On Jan. 25, the CoD legend announced he’d be doing a partnered stream to reveal a new Halo Infinite map created in the in-game Forge system alongside OpTic founder and longtime friend Hector “H3CZ” Rodriguez.
While Scump isn’t the only former OpTic CoD legend to move in Halo‘s direction (his longtime teammate in Matthew “FormaL” Piper moved to Halo at the beginning of 2022 and won a world championship later on), that’s not the only game he’s considering either.
On an earlier stream, Scump said that he’s “down to run some [VALORANT]” but admitted he’s a little hesitant to jump straight into other games, saying he wasn’t sure if people would watch him play.

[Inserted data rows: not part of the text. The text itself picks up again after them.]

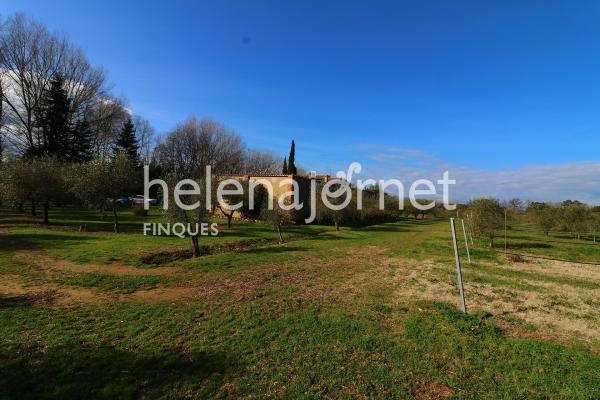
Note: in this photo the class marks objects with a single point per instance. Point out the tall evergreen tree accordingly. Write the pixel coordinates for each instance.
(53, 122)
(127, 142)
(81, 142)
(292, 160)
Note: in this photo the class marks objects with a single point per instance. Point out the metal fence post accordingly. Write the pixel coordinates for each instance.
(458, 270)
(466, 241)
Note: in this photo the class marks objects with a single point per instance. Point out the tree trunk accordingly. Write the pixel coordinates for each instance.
(46, 208)
(116, 225)
(195, 246)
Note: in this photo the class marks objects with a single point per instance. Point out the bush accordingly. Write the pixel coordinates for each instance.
(139, 211)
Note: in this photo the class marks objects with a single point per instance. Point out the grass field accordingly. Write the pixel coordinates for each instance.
(361, 313)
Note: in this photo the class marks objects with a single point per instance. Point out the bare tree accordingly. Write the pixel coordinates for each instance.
(146, 138)
(106, 118)
(194, 144)
(30, 57)
(261, 163)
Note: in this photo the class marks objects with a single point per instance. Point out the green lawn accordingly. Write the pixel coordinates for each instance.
(361, 313)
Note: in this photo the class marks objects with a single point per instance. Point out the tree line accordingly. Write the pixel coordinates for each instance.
(488, 216)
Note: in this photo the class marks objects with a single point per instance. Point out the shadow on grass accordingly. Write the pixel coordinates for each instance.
(27, 299)
(533, 245)
(78, 371)
(21, 241)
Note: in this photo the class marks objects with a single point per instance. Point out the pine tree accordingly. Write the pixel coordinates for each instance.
(127, 142)
(292, 160)
(53, 121)
(81, 142)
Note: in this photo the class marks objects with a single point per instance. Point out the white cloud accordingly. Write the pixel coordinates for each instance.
(544, 182)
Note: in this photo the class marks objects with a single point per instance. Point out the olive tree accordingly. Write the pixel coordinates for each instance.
(276, 216)
(544, 216)
(574, 215)
(48, 182)
(189, 209)
(100, 182)
(487, 217)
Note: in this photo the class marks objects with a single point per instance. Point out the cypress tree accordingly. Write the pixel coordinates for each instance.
(127, 142)
(292, 160)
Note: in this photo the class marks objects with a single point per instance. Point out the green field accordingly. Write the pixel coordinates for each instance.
(360, 313)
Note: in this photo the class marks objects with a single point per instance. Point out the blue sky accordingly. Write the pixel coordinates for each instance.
(504, 93)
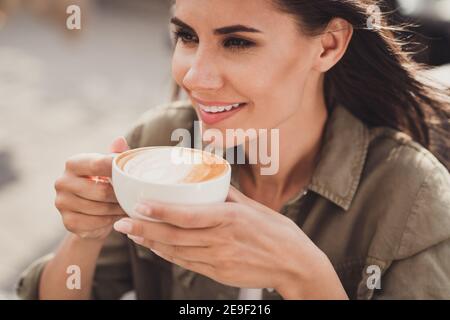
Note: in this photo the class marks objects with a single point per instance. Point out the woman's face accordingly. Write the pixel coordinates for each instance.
(241, 52)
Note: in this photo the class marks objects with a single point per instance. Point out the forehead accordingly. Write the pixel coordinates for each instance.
(260, 14)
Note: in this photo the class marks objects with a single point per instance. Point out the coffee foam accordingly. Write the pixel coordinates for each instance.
(172, 165)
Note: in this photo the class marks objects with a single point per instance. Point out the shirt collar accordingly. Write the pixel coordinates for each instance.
(341, 159)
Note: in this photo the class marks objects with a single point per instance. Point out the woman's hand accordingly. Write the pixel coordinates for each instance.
(85, 198)
(239, 243)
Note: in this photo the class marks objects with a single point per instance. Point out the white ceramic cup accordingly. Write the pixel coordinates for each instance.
(130, 190)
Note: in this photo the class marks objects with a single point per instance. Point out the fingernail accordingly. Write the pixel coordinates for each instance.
(138, 240)
(156, 252)
(124, 225)
(143, 209)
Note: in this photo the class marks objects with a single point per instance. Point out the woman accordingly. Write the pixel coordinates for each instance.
(358, 208)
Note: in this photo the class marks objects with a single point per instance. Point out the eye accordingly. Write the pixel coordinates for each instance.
(237, 43)
(185, 36)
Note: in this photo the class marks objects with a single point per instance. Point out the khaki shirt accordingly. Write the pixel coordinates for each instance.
(378, 201)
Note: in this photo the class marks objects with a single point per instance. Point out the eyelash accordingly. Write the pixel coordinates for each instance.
(184, 37)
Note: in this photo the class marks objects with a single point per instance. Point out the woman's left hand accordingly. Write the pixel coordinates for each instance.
(239, 243)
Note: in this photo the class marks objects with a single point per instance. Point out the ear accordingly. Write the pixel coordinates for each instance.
(334, 42)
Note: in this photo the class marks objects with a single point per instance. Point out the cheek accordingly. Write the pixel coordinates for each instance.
(180, 66)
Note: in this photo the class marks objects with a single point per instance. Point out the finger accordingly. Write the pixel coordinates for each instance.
(198, 267)
(79, 222)
(186, 216)
(72, 202)
(164, 233)
(234, 195)
(193, 254)
(119, 145)
(89, 189)
(90, 164)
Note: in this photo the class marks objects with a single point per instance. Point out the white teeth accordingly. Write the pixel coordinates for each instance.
(216, 109)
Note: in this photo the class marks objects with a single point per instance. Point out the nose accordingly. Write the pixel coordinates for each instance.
(204, 73)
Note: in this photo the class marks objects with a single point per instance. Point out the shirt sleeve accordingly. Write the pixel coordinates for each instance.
(112, 276)
(425, 275)
(27, 287)
(421, 268)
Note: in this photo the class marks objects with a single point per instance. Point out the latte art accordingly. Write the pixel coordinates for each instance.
(172, 165)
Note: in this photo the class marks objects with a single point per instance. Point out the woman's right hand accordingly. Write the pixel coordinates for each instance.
(84, 196)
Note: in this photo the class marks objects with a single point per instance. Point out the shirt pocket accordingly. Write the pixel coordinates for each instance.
(350, 273)
(189, 285)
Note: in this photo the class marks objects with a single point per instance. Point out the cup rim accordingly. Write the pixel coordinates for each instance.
(181, 184)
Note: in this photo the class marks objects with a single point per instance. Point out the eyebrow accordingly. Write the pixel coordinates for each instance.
(219, 31)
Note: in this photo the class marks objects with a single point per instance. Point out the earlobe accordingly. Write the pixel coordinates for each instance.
(334, 41)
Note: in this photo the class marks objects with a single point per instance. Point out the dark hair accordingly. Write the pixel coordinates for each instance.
(377, 79)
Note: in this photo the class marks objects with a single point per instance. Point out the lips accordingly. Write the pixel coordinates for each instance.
(214, 112)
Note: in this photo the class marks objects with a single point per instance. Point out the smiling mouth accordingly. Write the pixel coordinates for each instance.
(220, 109)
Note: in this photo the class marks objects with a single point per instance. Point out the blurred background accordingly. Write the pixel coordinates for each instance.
(64, 92)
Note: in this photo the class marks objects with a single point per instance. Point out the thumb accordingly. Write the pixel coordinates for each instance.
(119, 145)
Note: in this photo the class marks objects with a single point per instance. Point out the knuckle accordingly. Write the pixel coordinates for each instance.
(95, 165)
(104, 190)
(59, 184)
(70, 221)
(137, 229)
(71, 163)
(59, 202)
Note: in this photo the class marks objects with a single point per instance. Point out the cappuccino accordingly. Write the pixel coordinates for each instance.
(167, 165)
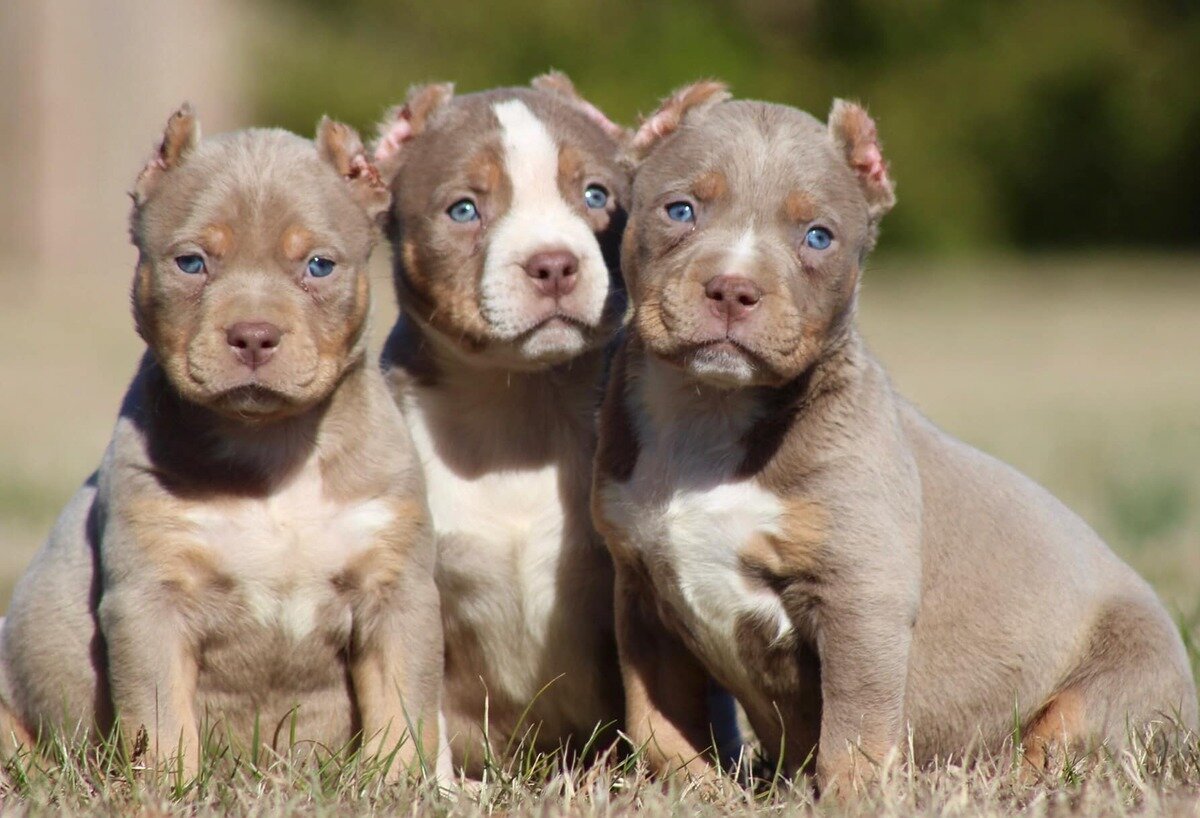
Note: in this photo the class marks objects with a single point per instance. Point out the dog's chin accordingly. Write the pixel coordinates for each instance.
(553, 341)
(255, 403)
(724, 365)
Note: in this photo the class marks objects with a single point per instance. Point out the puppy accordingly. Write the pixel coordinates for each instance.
(253, 557)
(781, 518)
(505, 233)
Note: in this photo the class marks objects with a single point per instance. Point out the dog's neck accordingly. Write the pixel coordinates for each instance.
(198, 449)
(483, 416)
(760, 417)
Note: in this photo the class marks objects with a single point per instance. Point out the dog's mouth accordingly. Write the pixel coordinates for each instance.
(253, 401)
(558, 319)
(723, 346)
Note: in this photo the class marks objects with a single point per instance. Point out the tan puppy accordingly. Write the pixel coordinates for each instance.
(505, 229)
(253, 553)
(781, 518)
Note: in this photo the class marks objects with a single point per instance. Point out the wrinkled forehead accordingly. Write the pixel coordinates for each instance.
(756, 154)
(256, 184)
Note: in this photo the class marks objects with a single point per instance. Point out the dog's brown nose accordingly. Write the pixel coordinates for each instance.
(732, 298)
(253, 342)
(553, 271)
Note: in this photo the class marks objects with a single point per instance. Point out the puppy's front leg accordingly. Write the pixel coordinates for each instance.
(151, 672)
(863, 641)
(666, 687)
(396, 672)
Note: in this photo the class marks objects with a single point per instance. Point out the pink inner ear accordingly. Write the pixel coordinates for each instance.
(869, 162)
(655, 127)
(599, 118)
(363, 169)
(400, 132)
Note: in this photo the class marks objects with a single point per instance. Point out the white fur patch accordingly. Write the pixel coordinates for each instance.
(538, 220)
(513, 527)
(743, 252)
(283, 551)
(683, 507)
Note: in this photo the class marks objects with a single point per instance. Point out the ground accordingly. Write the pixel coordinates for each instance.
(1084, 373)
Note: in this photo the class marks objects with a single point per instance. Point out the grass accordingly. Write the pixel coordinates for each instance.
(70, 779)
(1085, 373)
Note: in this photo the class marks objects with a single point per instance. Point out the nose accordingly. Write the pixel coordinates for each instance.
(253, 342)
(732, 298)
(552, 271)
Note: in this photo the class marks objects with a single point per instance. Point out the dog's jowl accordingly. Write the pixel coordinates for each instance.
(508, 214)
(253, 555)
(781, 518)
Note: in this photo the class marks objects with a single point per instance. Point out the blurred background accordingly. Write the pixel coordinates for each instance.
(1037, 289)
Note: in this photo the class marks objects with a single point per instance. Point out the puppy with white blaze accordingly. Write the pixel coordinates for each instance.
(509, 206)
(781, 518)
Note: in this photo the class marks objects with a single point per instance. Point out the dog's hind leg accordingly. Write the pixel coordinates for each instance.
(13, 734)
(1134, 684)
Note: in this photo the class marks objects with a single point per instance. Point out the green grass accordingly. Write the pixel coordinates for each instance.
(70, 777)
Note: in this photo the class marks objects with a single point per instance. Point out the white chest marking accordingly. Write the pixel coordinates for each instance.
(283, 551)
(700, 534)
(503, 535)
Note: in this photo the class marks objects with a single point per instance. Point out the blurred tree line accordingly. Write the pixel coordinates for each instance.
(1019, 124)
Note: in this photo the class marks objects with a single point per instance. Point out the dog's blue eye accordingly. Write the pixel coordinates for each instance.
(463, 210)
(681, 211)
(319, 268)
(191, 264)
(595, 197)
(817, 238)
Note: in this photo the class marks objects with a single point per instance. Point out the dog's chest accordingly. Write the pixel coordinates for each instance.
(689, 521)
(283, 555)
(502, 537)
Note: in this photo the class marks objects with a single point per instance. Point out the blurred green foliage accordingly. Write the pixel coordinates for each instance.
(1023, 124)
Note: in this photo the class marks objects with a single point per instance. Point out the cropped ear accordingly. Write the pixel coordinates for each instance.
(855, 137)
(341, 146)
(673, 110)
(179, 138)
(561, 85)
(406, 121)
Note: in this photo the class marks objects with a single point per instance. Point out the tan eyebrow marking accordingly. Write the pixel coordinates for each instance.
(711, 186)
(295, 242)
(570, 162)
(216, 240)
(484, 172)
(799, 206)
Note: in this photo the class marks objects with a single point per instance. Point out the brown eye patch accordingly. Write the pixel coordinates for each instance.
(799, 208)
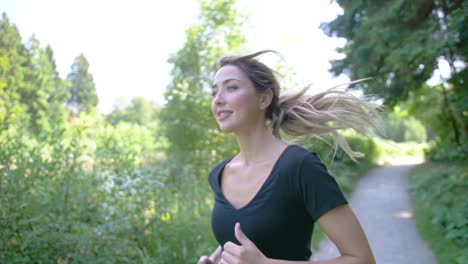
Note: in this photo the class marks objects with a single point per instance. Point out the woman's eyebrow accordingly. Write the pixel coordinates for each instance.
(224, 82)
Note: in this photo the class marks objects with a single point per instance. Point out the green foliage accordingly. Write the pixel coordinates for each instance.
(189, 126)
(139, 111)
(399, 44)
(83, 91)
(438, 190)
(400, 128)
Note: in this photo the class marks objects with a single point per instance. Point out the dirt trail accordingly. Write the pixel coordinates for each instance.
(381, 203)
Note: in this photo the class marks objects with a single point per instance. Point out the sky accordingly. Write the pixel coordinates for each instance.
(128, 42)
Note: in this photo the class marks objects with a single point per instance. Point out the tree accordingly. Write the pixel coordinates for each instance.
(13, 55)
(139, 111)
(186, 119)
(44, 91)
(400, 44)
(82, 87)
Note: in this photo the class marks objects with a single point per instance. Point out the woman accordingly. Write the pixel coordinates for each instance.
(268, 197)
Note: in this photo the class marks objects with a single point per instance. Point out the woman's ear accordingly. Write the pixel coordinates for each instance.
(265, 99)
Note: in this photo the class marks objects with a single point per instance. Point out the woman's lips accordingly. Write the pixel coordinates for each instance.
(224, 114)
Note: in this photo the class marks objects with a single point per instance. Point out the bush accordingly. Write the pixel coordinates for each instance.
(438, 191)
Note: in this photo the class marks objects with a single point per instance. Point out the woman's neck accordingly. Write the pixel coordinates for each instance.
(258, 145)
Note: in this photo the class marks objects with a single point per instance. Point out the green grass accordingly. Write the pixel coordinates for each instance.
(438, 193)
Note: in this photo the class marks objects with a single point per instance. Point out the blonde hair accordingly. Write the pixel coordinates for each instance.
(300, 114)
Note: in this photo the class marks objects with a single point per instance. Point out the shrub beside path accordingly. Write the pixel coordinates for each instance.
(381, 202)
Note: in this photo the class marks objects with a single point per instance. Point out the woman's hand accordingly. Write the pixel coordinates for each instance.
(205, 260)
(213, 259)
(247, 252)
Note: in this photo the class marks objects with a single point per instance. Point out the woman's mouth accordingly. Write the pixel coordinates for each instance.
(224, 114)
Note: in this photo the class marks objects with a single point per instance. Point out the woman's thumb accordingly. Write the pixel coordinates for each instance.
(241, 237)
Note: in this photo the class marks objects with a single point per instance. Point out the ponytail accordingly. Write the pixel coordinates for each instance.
(327, 112)
(299, 114)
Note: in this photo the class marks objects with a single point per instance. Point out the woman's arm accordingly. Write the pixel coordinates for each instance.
(341, 226)
(345, 231)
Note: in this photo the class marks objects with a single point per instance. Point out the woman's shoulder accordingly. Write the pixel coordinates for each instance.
(297, 157)
(296, 154)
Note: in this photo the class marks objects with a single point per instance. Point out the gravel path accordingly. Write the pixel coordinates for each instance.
(382, 205)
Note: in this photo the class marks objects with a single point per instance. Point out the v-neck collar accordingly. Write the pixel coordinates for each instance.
(265, 183)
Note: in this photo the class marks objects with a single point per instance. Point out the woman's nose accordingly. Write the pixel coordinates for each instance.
(218, 99)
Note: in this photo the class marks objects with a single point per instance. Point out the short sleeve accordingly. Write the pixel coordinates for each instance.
(318, 189)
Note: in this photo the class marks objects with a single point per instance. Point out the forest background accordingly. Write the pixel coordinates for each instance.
(131, 185)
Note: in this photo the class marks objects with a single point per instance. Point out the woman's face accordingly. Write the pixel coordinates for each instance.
(236, 105)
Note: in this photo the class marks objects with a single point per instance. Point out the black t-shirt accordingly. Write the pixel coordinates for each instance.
(280, 218)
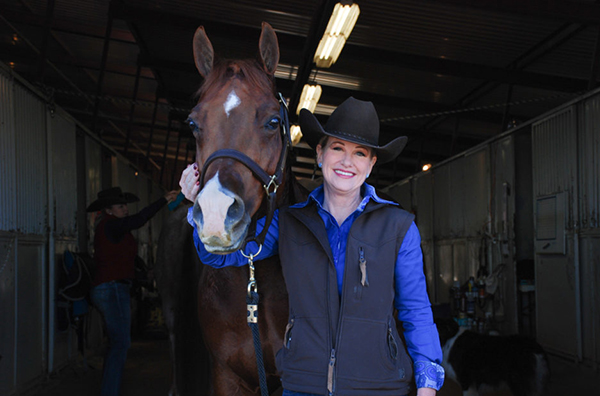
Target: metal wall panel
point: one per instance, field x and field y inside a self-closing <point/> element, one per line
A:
<point x="401" y="193"/>
<point x="64" y="178"/>
<point x="590" y="308"/>
<point x="442" y="202"/>
<point x="93" y="182"/>
<point x="31" y="154"/>
<point x="8" y="254"/>
<point x="8" y="180"/>
<point x="554" y="162"/>
<point x="30" y="339"/>
<point x="422" y="201"/>
<point x="93" y="160"/>
<point x="589" y="160"/>
<point x="554" y="146"/>
<point x="502" y="249"/>
<point x="473" y="191"/>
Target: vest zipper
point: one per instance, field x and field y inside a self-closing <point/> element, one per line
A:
<point x="362" y="263"/>
<point x="330" y="377"/>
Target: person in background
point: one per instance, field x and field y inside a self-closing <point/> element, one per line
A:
<point x="115" y="250"/>
<point x="349" y="258"/>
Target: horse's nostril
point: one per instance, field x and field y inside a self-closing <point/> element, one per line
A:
<point x="236" y="210"/>
<point x="197" y="215"/>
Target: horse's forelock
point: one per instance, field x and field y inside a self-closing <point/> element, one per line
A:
<point x="246" y="69"/>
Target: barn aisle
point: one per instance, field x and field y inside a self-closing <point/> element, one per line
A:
<point x="147" y="372"/>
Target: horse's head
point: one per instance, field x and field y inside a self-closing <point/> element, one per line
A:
<point x="237" y="110"/>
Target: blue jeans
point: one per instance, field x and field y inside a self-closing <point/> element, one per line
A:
<point x="113" y="301"/>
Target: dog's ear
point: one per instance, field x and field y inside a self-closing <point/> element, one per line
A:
<point x="447" y="328"/>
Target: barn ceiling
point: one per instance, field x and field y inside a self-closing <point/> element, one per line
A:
<point x="449" y="74"/>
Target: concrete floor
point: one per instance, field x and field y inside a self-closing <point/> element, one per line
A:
<point x="148" y="373"/>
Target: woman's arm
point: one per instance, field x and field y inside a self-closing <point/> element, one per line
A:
<point x="414" y="311"/>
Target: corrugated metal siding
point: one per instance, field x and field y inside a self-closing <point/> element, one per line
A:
<point x="64" y="158"/>
<point x="93" y="182"/>
<point x="554" y="162"/>
<point x="30" y="302"/>
<point x="8" y="247"/>
<point x="32" y="191"/>
<point x="401" y="194"/>
<point x="589" y="164"/>
<point x="8" y="181"/>
<point x="554" y="148"/>
<point x="473" y="191"/>
<point x="590" y="308"/>
<point x="442" y="202"/>
<point x="503" y="181"/>
<point x="93" y="161"/>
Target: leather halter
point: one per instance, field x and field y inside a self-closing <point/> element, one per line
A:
<point x="270" y="182"/>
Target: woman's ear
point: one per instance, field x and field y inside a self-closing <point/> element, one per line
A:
<point x="373" y="161"/>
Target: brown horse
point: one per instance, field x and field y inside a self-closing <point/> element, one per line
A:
<point x="237" y="110"/>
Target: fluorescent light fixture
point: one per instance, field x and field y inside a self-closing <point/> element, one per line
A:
<point x="296" y="134"/>
<point x="342" y="21"/>
<point x="309" y="98"/>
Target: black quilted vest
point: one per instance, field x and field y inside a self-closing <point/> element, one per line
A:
<point x="348" y="346"/>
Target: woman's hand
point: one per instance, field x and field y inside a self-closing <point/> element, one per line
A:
<point x="190" y="185"/>
<point x="171" y="196"/>
<point x="426" y="392"/>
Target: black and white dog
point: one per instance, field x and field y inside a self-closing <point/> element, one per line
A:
<point x="483" y="363"/>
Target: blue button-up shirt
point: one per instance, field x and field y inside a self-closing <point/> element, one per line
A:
<point x="411" y="299"/>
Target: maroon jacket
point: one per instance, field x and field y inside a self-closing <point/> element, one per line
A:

But he acknowledged in the same stream that he has got to “get out of the mindset” of being scared to venture out beyond CoD, which is easier said than done given he’s spent the past decade of his life solely dedicated to that title.
During that clip, 100T founder and former OpTic teammate Matthew “Nadeshot” Haag told Scump to “hold off” on playing VALORANT until a time when he would be comfortable going weeks without CoD. Nadeshot disagreed with Scump regarding the notion that people wouldn’t watch, putting him in the class of streaming stars like shroud and ensuring him that viewership would “slowly but surely go up.”
Last week, right after Scump announced his retirement, Nadeshot said the timing of the decision was “bizarre” given that both the player base and content around Modern Warfare 2 and Warzone 2 were declining.
Despite that, it’s clear that there are still plenty of opportunities for Scump to make CoD content that rakes in viewers. During the first set of online qualifier matches after his retirement, Scump’s watch party stream did better numbers than the actual CDL stream itself.